As someone who has voted for both the LNP and ALP in the past. If the facts of the Porter defamation case (secret $1M for the AG) happened to the ALP AG or an Indi AG (if that happens) I would be saying exactly the same thing. It seems like you are hung up on defending the brand.
I don’t I have ever been accused of ‘protecting’ the LNP brand here or anywhere, so it would be a new experience.
No, I am saying a person who did display considerable talent, was driven out of parliament by a witch hunt, on the back of an allegation full of holes, coming from BNP maniac, imbued by 20 years of distorted memories, an inconsistent chronology, and some politically desperate people filling her already disabled mind.
$1 million coming from a luvvy to ping some MSM media trash doesn’t concern me in the slightest. Those in the media need to feel the sharp spike of consequences for their lies.
The impact of this however is other talented people look at this and go, “no, if something this weak ends a parliamentary career then this parliament gig isn’t for me”….

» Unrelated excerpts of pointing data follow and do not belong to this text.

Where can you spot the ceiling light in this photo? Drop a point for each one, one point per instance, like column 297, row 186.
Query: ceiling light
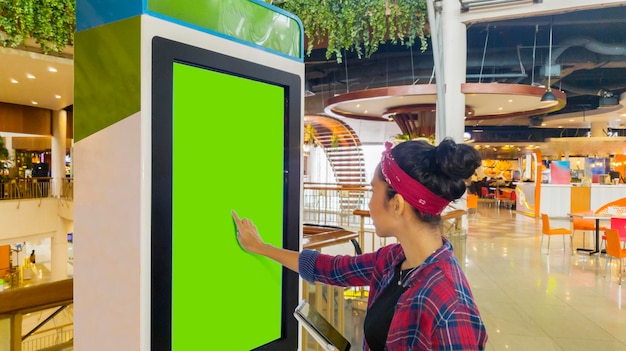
column 548, row 96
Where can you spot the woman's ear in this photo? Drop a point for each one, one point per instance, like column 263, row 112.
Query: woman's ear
column 398, row 204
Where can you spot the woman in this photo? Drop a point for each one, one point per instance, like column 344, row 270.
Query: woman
column 419, row 297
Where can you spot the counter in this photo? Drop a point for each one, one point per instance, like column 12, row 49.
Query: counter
column 555, row 198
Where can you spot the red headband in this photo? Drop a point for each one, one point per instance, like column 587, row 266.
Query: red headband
column 411, row 190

When you drive out talent, you’re left with what we have.
I’m still trying to figure out the considerable talent you refer to with respect to Christian Porter – I don’t see it and plenty of others don’t either but you do and that’s fine.
I guess Andrew Robb should have used an anonymous trust for his payment from the Chinese (which you are arguing would have been totally fine) instead of taking a public position. Live and learn I guess.

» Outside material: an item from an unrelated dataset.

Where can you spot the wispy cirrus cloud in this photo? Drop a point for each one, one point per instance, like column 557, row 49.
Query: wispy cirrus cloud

Porter . Considerable talent
Aaaahhhahhahhahhahahha
Yeah righto
“Surely you can pick a better victim than Christian Porter”

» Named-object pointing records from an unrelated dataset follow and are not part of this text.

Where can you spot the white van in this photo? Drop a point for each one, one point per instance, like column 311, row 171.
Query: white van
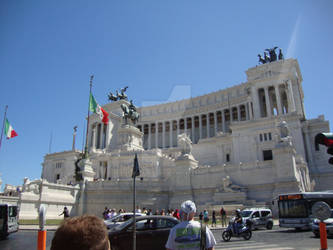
column 258, row 217
column 8, row 220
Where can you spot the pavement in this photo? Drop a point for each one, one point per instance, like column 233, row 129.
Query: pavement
column 54, row 227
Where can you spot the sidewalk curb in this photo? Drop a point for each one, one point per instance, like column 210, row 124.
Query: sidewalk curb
column 36, row 227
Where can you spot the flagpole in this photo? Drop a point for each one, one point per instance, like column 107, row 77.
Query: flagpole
column 3, row 124
column 86, row 146
column 134, row 224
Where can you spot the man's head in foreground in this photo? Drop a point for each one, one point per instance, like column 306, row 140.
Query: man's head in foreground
column 187, row 210
column 87, row 232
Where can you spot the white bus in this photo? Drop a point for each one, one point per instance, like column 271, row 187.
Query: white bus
column 295, row 209
column 8, row 220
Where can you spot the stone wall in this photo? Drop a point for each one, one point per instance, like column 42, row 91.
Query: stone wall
column 54, row 196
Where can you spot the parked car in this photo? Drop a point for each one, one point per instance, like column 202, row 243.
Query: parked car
column 119, row 219
column 329, row 225
column 151, row 233
column 258, row 218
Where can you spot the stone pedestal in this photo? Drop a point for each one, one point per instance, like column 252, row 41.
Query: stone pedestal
column 284, row 162
column 87, row 171
column 129, row 138
column 230, row 198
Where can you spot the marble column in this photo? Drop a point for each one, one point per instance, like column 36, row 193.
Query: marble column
column 278, row 99
column 156, row 134
column 107, row 138
column 268, row 103
column 223, row 122
column 200, row 126
column 291, row 97
column 238, row 113
column 215, row 122
column 171, row 133
column 163, row 134
column 193, row 129
column 185, row 125
column 250, row 111
column 149, row 135
column 178, row 130
column 255, row 100
column 94, row 130
column 207, row 125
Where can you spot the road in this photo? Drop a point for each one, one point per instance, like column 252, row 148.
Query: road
column 275, row 239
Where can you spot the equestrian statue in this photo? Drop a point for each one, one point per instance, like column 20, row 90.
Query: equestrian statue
column 271, row 57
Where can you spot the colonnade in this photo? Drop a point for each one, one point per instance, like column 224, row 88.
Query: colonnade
column 163, row 134
column 276, row 99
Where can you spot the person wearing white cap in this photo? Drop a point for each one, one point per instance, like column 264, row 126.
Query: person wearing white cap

Not if you’re a Rockingham white trash. Then Porter is as good as they go.
‘The electorate for the main is apathetic, thus is it difficult to get a gauge on the respect they give.’ precisely
the lights need to go out to make it a real crisis, but ………
energy suppliers know this, so will supply just enough to keep them on, and look like they are saving the day
labor on the other hand, have zero PR skills, and so will be steamrolled again by their own stupidity
And when you tell peoople on this blog the only difference between the ALP and the LNP is the spelling, they don’t get it. Perhaps when they get their first $800 power bill the penny may drop.
Only solution? Thomas Jefferson, Teach them to fear the people.
Agree. LNP is fantastic!
They really do care about people.
I can’t decide or it’s the frightening
I Care A Lot
Or the FNM We Care A lot
Reserved gas should be a no brainer, except in Straya!
Goes to show how much we need hydrocarbons. We don’t appreciate them and think we can transition away from them, until they are expensive or unavailable.
The thing that the ALP/Greens haven’t figured out yet is that Solar & Wind required very cheap funding to cover the upfront costs. If funding rates are 5-7% will be interesting to see how it stacks up against reserved gas.
As solar and wind are also making $300+/MWh right now they might not need funding at all.
True but if gas/coal prices are driven down to say $10 and Coal to $100 via domestic reservation the electricity prices will also drop.
Not sure how the overall numbers stack up in that scenario in a high rates environment.
Well Romulus why don’t you just watch and find out for yourself.
There may be a good, market reason that there is a shortage of energy, globally:
Maybe it’s a bad, capital intensive and risky, cyclical business with a low return on capital that investors are not so keen to support for ESG reasons.
Just thinking out loud!
https://twitter.com/aeberman12/status/1537427965172137984?s=20&t=3XH52GSYMEZrWpp6WrkfgA
>electricity prices capped at $300/GJ
Surely that’s a typo where you meant MWh instead of GJ, since 1MWh = 3.6GJ?
Also, what’s the source for the traditional price of $25/MWh? AEMO’s dashboard doesn’t show that at all being the case for the several years of average annual prices it shows.
hay!
‘The Ins’ & ‘The Outs’ have been the plaything of oilmen since “Silent Cal” Coolidge.
y so surprised?
Im confused ..H&H seems to say the solution is to imposed a gas reservation but this article implies there is no legal framework to do so while suggesting the short term solution is to “import” WA gas. Can anyone clarify?